Wenn Steuern Unrecht sind
Wichtiger als eine wolkige Debatte über soziale Gerechtigkeit ist für die Bürger dieses Landes, dass die Gesetze, an die sie sich halten müssen, gut und gerecht sind. Zumindest sollten diese Gesetze nicht im Widerspruch zur Verfassung stehen. Das ist bei den Steuergesetzen aber allzu oft der Fall.
Aus dem Grundgesetz folgt, dass der Staat das Einkommen eines Bürgers erst dann besteuern darf, wenn es über den Betrag hinausgeht, den der Bürger braucht, um sich und seiner Familie ein menschenwürdiges Dasein zu finanzieren. Keinesfalls darf der Staat einen Bürger durch die Steuern schlechter stellen als einen Empfänger von Sozialhilfe. Das Existenzminimum muss in jedem Fall steuerfrei bleiben.
Das wissen die Politiker aller Parteien seit dem Jahr 1992, als das Bundesverfassungsgericht die damals geltenden Grundfreibeträge für zu niedrig und verfassungswidrig befand. Und doch besserten sie die Steuergesetze anschließend nur notdürftig aus und beließen es dabei, dass den Bürgern über weitere Jahre mehr als erlaubt abgenommen wurde.
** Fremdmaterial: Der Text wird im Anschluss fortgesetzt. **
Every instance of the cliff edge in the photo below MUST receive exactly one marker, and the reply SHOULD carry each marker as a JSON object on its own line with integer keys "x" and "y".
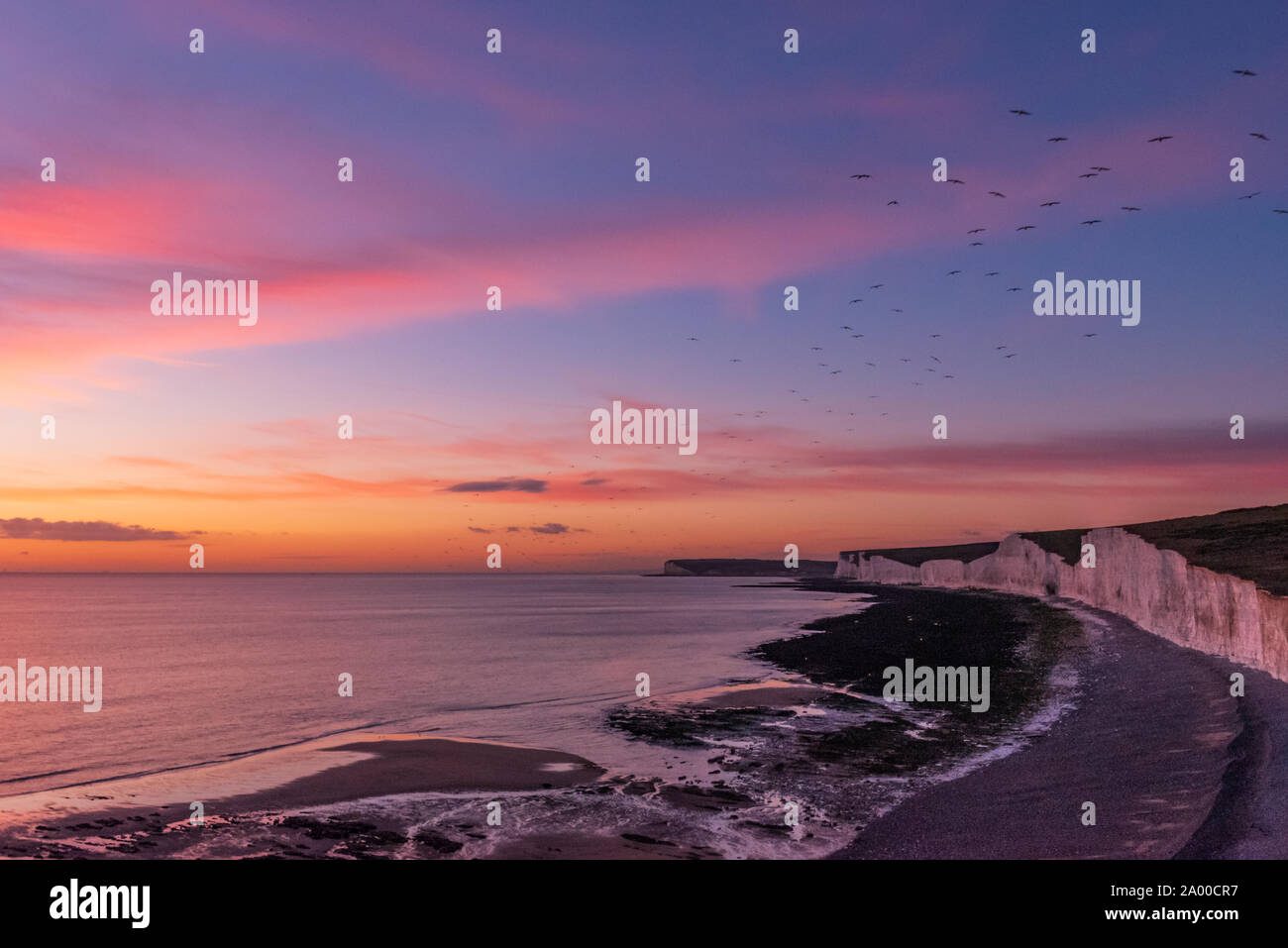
{"x": 1157, "y": 588}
Denn selbstverständlich zählen zum Existenzminimum in Deutschland nicht nur Wohnung, Nahrung und Kleidung, sondern auch eine angemessene Versicherung gegen die Risiken Krankheit und Pflegebedürftigkeit.
Diese Kosten können die Steuerzahler bis heute nicht ausreichend geltend machen ein Verstoß gegen das Grundgesetz, wie die Karlsruher Richter jetzt entschieden haben.
Wenn sich die Große Koalition nun daran macht, die Freibeträge für solche Versicherungsbeiträge anzuheben, sollte sie die Gelegenheit nutzen, auch den Grundfreibetrag von 7664 Euro im Jahr zu erhöhen - er ist seit 2005 unverändert. Dass dieses gerechte Vorhaben bislang an der SPD scheitert, ist bemerkenswert.